Its services include a younger persons’ network, a well being programme, physiotherapy and a counselling service for people affected by brain injury and their families. Rebound Physio, a private physiotherapy practice, also raises funds to support its work.
Dr Katy Pedlow works as a neuro-physiotherapist at Brain Injury Matters.
She said: “Every service user is different and has been affected by their brain injury in different ways. We have both males and females affected by road traffic accidents and of various age groups. Our oldest current member is 74.
“They have different needs, whether it’s cognitive functioning that's been impaired, social functioning, physical or emotional. So they all have different needs depending on how their brain has been affected by the RTA.
“It's such a life changing thing for both the person with the acquired brain injury and their family members and friends and the wider community that they live in.”
Dr Pedlow said: “Our overarching aim is to rebuild lives and integrate people back into the community and we have many success stories.
“These may look like minor things on the outside but actually have a massive impact on how that person reintegrates into the community or gets involved again in some activities that they were involved in before their brain injury.
“We have people going on to finish their university degrees or return to work, they would perhaps return to driving or being a key family member and looking after their children again.
“So each service user has their own set goals within the service and we are always working with them to try and achieve those goals.”
Katy has been working with James for just over a year.

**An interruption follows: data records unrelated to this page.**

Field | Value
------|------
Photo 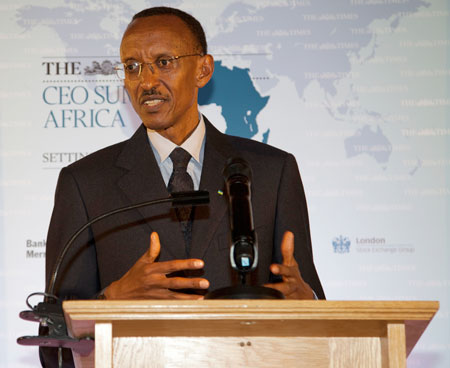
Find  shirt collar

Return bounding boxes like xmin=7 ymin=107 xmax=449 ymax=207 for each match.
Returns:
xmin=147 ymin=114 xmax=206 ymax=163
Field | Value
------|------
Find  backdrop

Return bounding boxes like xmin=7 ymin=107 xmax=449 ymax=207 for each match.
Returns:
xmin=0 ymin=0 xmax=450 ymax=368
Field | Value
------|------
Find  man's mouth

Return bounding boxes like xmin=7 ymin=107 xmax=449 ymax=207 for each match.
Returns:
xmin=144 ymin=98 xmax=164 ymax=106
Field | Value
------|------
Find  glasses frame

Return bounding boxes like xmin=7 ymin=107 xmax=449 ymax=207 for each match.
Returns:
xmin=114 ymin=53 xmax=205 ymax=80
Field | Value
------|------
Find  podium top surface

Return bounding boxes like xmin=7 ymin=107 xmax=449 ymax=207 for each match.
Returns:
xmin=63 ymin=300 xmax=439 ymax=321
xmin=63 ymin=300 xmax=439 ymax=354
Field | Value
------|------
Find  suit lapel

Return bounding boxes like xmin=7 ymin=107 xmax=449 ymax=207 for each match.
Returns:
xmin=190 ymin=118 xmax=236 ymax=258
xmin=116 ymin=125 xmax=186 ymax=260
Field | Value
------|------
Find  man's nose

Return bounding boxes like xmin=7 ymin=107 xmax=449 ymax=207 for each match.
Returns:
xmin=139 ymin=63 xmax=159 ymax=88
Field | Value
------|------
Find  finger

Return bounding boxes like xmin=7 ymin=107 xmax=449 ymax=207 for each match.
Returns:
xmin=270 ymin=264 xmax=300 ymax=279
xmin=281 ymin=231 xmax=297 ymax=266
xmin=163 ymin=277 xmax=209 ymax=289
xmin=148 ymin=231 xmax=161 ymax=263
xmin=264 ymin=282 xmax=296 ymax=296
xmin=144 ymin=289 xmax=204 ymax=300
xmin=147 ymin=259 xmax=205 ymax=275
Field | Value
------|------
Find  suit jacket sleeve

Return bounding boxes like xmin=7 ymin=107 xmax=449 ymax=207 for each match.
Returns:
xmin=274 ymin=154 xmax=325 ymax=299
xmin=39 ymin=168 xmax=99 ymax=367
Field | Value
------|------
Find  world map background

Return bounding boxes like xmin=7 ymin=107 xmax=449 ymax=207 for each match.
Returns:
xmin=0 ymin=0 xmax=450 ymax=367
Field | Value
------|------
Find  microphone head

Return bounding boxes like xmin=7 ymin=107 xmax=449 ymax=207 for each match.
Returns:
xmin=223 ymin=157 xmax=252 ymax=182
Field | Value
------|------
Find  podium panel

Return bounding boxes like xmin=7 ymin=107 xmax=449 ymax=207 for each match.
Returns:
xmin=63 ymin=300 xmax=439 ymax=368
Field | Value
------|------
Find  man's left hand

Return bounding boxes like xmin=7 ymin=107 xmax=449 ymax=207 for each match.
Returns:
xmin=264 ymin=231 xmax=315 ymax=299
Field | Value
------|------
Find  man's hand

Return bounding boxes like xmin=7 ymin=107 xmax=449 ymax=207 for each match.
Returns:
xmin=264 ymin=231 xmax=314 ymax=299
xmin=104 ymin=232 xmax=209 ymax=300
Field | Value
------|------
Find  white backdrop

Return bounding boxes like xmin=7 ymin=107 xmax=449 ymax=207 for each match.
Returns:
xmin=0 ymin=0 xmax=450 ymax=368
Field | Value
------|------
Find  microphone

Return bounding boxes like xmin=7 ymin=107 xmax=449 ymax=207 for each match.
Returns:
xmin=223 ymin=157 xmax=258 ymax=274
xmin=17 ymin=190 xmax=209 ymax=355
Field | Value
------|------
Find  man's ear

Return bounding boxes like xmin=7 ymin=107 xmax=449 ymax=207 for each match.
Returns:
xmin=197 ymin=54 xmax=214 ymax=88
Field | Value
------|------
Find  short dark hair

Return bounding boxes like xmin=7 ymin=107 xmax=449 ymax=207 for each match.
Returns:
xmin=131 ymin=6 xmax=208 ymax=55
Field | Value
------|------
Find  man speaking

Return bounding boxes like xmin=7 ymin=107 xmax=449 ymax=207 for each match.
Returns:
xmin=41 ymin=7 xmax=324 ymax=367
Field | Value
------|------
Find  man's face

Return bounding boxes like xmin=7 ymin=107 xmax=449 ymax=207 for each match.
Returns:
xmin=120 ymin=15 xmax=212 ymax=144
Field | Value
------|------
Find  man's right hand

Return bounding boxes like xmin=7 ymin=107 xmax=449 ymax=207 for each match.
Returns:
xmin=104 ymin=232 xmax=209 ymax=300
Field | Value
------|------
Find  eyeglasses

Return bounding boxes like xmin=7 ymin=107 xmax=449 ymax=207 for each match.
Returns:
xmin=114 ymin=54 xmax=203 ymax=80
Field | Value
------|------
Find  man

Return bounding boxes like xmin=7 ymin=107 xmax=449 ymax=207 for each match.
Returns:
xmin=40 ymin=7 xmax=324 ymax=366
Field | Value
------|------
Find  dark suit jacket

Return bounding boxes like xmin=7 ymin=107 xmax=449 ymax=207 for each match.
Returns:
xmin=40 ymin=119 xmax=324 ymax=366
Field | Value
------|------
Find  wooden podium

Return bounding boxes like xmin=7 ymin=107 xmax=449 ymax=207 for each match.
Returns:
xmin=63 ymin=300 xmax=439 ymax=368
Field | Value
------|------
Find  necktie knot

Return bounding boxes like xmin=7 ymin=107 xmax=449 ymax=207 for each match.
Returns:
xmin=169 ymin=147 xmax=192 ymax=171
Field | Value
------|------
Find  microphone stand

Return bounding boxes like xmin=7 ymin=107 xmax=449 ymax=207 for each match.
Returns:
xmin=205 ymin=157 xmax=284 ymax=299
xmin=17 ymin=191 xmax=209 ymax=360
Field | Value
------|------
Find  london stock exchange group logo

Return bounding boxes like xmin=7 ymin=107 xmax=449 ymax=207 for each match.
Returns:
xmin=333 ymin=235 xmax=351 ymax=253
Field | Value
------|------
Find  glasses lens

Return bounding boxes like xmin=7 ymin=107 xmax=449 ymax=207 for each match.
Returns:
xmin=114 ymin=65 xmax=125 ymax=79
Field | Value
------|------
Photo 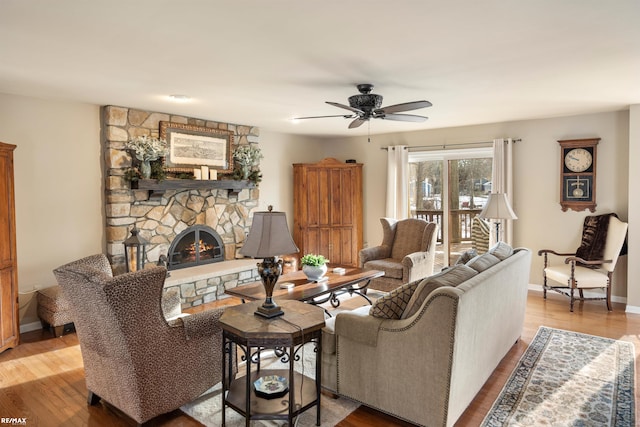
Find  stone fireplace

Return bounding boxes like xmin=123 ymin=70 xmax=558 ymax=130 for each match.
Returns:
xmin=167 ymin=225 xmax=224 ymax=270
xmin=102 ymin=106 xmax=259 ymax=306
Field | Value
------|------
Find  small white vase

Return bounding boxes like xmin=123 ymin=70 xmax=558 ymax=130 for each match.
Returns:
xmin=302 ymin=264 xmax=327 ymax=282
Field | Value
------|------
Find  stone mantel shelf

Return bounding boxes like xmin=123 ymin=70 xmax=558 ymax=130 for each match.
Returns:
xmin=131 ymin=179 xmax=256 ymax=197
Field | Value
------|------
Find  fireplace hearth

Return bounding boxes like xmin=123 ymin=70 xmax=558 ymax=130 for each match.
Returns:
xmin=167 ymin=225 xmax=224 ymax=270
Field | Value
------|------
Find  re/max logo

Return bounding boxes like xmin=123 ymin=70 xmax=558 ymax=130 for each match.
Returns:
xmin=0 ymin=417 xmax=27 ymax=426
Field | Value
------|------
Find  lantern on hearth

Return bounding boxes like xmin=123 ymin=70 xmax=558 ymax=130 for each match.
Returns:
xmin=124 ymin=225 xmax=149 ymax=273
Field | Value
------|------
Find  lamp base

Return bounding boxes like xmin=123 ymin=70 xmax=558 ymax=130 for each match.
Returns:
xmin=253 ymin=304 xmax=284 ymax=319
xmin=254 ymin=257 xmax=284 ymax=319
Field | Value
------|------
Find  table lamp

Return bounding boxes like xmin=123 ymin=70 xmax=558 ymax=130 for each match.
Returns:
xmin=478 ymin=193 xmax=518 ymax=243
xmin=240 ymin=206 xmax=298 ymax=318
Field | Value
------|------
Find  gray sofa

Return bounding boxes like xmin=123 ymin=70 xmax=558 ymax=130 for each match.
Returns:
xmin=322 ymin=243 xmax=531 ymax=426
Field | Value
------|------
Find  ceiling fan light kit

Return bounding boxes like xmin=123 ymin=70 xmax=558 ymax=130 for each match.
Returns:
xmin=297 ymin=83 xmax=432 ymax=129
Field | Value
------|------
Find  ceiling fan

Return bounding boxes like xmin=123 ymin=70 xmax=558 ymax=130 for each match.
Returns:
xmin=294 ymin=83 xmax=432 ymax=129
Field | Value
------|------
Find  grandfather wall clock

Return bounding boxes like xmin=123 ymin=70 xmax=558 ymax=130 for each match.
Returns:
xmin=558 ymin=138 xmax=600 ymax=212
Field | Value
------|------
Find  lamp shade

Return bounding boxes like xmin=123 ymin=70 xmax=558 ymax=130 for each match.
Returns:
xmin=240 ymin=211 xmax=298 ymax=258
xmin=479 ymin=193 xmax=518 ymax=219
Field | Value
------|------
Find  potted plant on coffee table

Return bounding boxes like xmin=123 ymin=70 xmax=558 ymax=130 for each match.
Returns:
xmin=300 ymin=254 xmax=329 ymax=282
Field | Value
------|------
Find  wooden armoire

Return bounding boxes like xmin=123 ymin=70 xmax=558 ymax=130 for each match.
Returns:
xmin=0 ymin=142 xmax=20 ymax=352
xmin=293 ymin=158 xmax=362 ymax=267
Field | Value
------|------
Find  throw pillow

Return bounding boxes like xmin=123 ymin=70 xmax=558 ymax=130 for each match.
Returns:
xmin=454 ymin=249 xmax=478 ymax=265
xmin=401 ymin=264 xmax=478 ymax=319
xmin=369 ymin=280 xmax=420 ymax=319
xmin=466 ymin=252 xmax=500 ymax=273
xmin=489 ymin=242 xmax=513 ymax=261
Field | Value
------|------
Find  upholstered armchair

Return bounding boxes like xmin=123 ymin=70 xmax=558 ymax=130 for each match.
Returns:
xmin=360 ymin=218 xmax=438 ymax=292
xmin=54 ymin=255 xmax=232 ymax=423
xmin=538 ymin=214 xmax=628 ymax=311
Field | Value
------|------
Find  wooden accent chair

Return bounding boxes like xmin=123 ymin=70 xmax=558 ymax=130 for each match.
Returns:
xmin=359 ymin=218 xmax=438 ymax=292
xmin=538 ymin=214 xmax=628 ymax=311
xmin=54 ymin=254 xmax=230 ymax=424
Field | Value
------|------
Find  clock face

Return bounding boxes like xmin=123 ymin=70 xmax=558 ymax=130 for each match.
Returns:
xmin=564 ymin=148 xmax=593 ymax=172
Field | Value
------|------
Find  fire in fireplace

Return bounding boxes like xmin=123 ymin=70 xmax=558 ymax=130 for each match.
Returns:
xmin=167 ymin=225 xmax=224 ymax=270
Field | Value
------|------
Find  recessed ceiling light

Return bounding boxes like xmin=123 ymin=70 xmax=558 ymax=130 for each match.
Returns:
xmin=169 ymin=95 xmax=191 ymax=102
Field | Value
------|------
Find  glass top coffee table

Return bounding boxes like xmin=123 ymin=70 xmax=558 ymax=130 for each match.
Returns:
xmin=225 ymin=266 xmax=384 ymax=307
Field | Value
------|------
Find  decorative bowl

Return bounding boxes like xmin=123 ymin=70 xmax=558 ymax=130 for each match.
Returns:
xmin=253 ymin=375 xmax=289 ymax=399
xmin=302 ymin=264 xmax=327 ymax=282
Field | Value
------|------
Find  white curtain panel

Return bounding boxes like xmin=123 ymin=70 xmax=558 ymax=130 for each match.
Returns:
xmin=386 ymin=145 xmax=409 ymax=219
xmin=491 ymin=138 xmax=518 ymax=245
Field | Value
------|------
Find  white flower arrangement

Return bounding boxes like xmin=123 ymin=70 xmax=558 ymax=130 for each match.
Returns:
xmin=125 ymin=135 xmax=169 ymax=161
xmin=233 ymin=144 xmax=264 ymax=166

“He is doing really well. He's one of those patients that really thrives on getting some exercise done and loves to tell you when he comes back the next week that he's been doing his homework and doing his exercises at home.
“With James a lot of our focus is on things that he can work on himself at home, but also that will promote independence at home. With him being quite young, we want him to ensure that he reaches his full physical potential so that at home he can be walking about himself, that he can manage, everyday tasks himself, like cooking or helping about in the house as well.”